Visiting government buildings can be a sobering experience—not because of the paperwork inside, but because of what greets you outside. 

Walk through the outdoor car parks of most ministries, agencies, or training institutes, and the sight can hit you square in the stomach. 

The scene is painfully familiar: temporary sheds of steel and corrugated iron, many rusting away and left unpainted. They are practical, yes, but they are also unsightly, as if someone had borrowed a set from Back to the Future and left us trapped in a 1980s time warp.

For a nation that boasts of having “graduated” into developing-country status, the effect is ego-deflating. We tell ourselves we are modern, innovative, and forward-looking, yet our public spaces send an entirely different message: one of neglect, cheap stopgaps, and a strange comfort with mediocrity. It is as if we say, “This is good enough”—when, in fact, it is not.

But it doesn’t have to be this way. 

At our neighbourhood mosque, Masjid Saidina Umar Al-Khattab in Bukit Damansara, the roofs of the outdoor car park are now lined with solar panels. Instead of dull, rusty sheets, you see a purposeful, environmentally friendly structure generating clean energy—quietly, efficiently, and with dignity. It is the sort of sight that makes you pause and think: “Why aren’t all car parks like this?”
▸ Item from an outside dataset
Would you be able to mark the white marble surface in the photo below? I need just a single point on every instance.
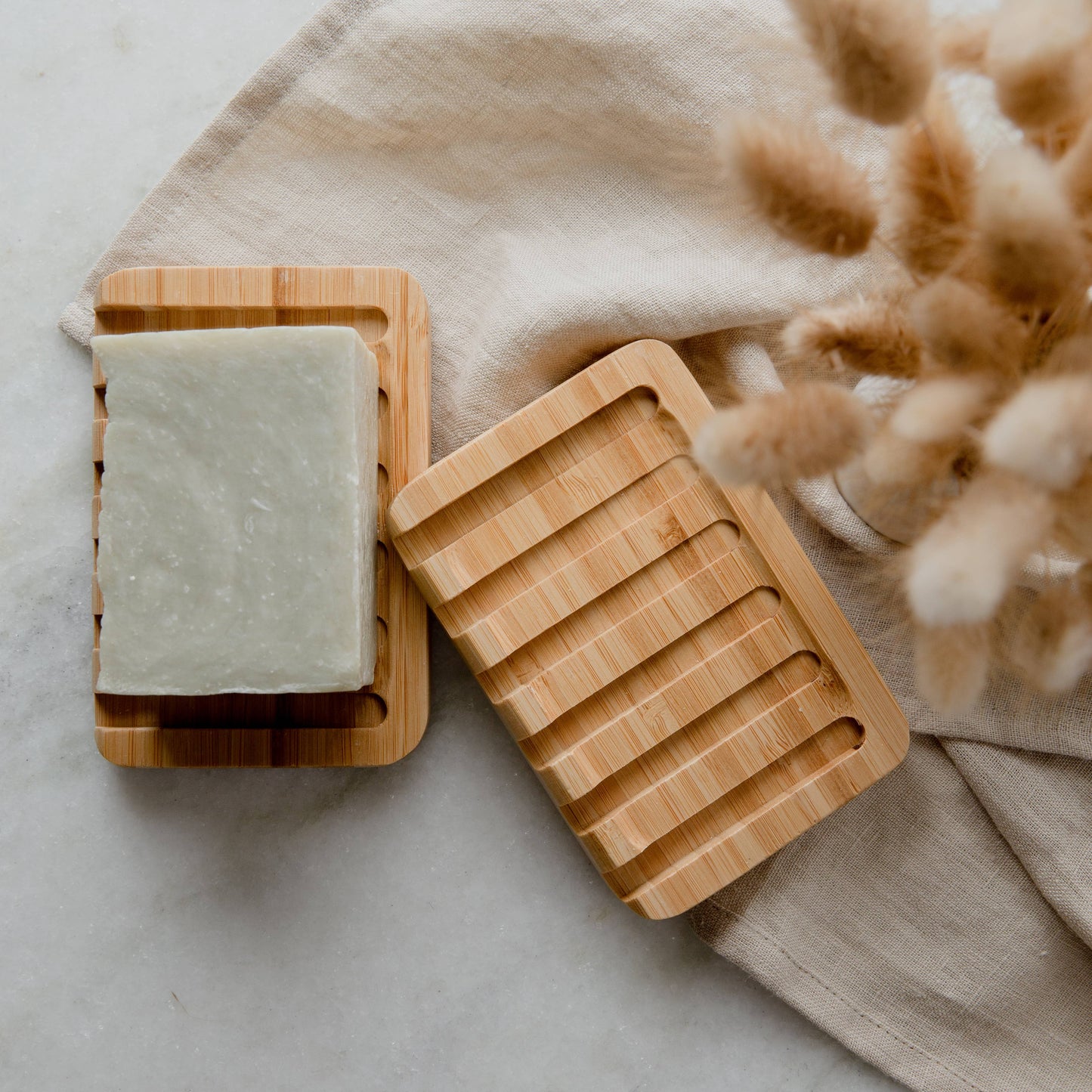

The Japanese, of course, have taken the idea further. Many of their car parks are topped not with iron or panels, but with flowering gardens. Imagine that: a roof that not only shades cars but blossoms with seasonal colour, cooling the air and delighting the eye.

A once-barren slab of steel transformed into a hanging garden of sorts. It is not futuristic technology; it is a simple, human decision to choose beauty over bleakness.

Now, consider INTAN in Bukit Kiara, the pride of the civil service. Every morning, as I draw my curtains, my eyes fall on its car park roofs. They are depressingly plain, when they could so easily be uplifting. Here lies an opportunity. INTAN is full of talented people, many of them passionate gardeners. Couldn’t they be mobilised to turn the drab into dazzling? 

A roof of wildflowers, native shrubs, or even vertical gardens would instantly transform the site into a showcase of what a modern Malaysian institution should look like: sustainable, creative, and inspiring.

The truth is, government car parks are not just places to leave vehicles. They are the first impression the public encounters. They signal whether our institutions value innovation or inertia, pride or neglect. If we cannot beautify even the car parks of our civil service, how can we expect to convince people that the government is capable of grander visions?

Solar roofs, green roofs, flowering roofs—there are plenty of models to follow. What we need is not the technology, but the will.

Start small, start local, and soon we may find ourselves moving not back to the future, but forward to a Malaysia that looks and feels like the modern, confident nation we claim to be.